LA RÉFORME DU SYSTÈME DE SANTÉ SÉNÉGALAIS, UN DÉFI POLITIQUE, ORGANISATIONNEL ET CULTUREL – .

Le système de santé sénégalais est à la croisée des chemins. Confrontée à des défis majeurs, elle nécessite une transformation profonde pour répondre aux besoins croissants de sa population. Une vision stratégique actualisée et une réglementation solide sont essentielles pour améliorer les conditions sanitaires du pays. Cet article propose une évaluation critique des politiques actuelles, met en évidence les problèmes liés à la gestion des données de santé et aux aspects culturels influençant la pratique médicale, et appelle à des réformes substantielles pour garantir un système de santé plus efficace et plus accessible pour tous. .

Défis politiques

Au Sénégal, les problèmes politiques sont au cœur des dysfonctionnements du système de santé.
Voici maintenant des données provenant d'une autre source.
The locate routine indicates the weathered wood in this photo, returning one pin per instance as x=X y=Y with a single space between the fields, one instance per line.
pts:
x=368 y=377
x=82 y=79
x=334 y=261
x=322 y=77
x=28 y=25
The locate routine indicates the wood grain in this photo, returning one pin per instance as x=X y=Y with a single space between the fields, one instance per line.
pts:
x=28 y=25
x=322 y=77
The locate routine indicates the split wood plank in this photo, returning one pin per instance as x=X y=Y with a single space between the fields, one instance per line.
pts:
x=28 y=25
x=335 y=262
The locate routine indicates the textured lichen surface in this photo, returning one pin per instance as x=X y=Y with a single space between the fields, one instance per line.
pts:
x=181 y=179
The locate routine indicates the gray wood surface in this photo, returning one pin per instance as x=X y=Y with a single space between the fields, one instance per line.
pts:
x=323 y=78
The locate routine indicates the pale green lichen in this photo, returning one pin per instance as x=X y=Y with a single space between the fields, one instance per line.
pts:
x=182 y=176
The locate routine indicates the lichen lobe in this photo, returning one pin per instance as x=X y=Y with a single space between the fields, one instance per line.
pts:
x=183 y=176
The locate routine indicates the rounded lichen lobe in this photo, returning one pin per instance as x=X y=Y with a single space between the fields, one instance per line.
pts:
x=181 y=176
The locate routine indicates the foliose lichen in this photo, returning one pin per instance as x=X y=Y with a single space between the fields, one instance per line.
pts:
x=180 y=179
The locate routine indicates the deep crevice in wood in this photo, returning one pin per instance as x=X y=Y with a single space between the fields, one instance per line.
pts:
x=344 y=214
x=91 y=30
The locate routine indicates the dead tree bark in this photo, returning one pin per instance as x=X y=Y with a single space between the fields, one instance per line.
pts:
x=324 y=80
Le manque de ressources adéquates dans les hôpitaux conduit à des conditions d’hygiène déplorables, favorisant la propagation des infections nosocomiales, des bactéries multirésistantes et d’autres maladies associées aux maladies iatrogènes. Selon le rapport 2022 de l’OMS, environ 15 % des patients hospitalisés dans les pays à faible revenu, dont le Sénégal, contractent des infections nosocomiales, et 10 % de ces patients décèdent.

Des questions cruciales, comme le nombre d’accidents médicaux et d’erreurs de diagnostic, restent sans réponse faute de données fiables et accessibles. Cette situation est exacerbée par le manque de priorité accordée à la santé par les gouvernements successifs. En 2016, le taux de couverture médicale était d’un médecin pour 13 575 habitants, selon le Plan National de Développement Sanitaire et Social (PNDSS) 2019-2028. Même si les équipements s’améliorent progressivement, les établissements de santé fonctionnent encore avec des moyens vétustes. Pour remédier à cette situation, il est indispensable d’augmenter le budget de la santé et d’encourager les partenariats public-privé pour financer les projets d’infrastructures et d’équipements.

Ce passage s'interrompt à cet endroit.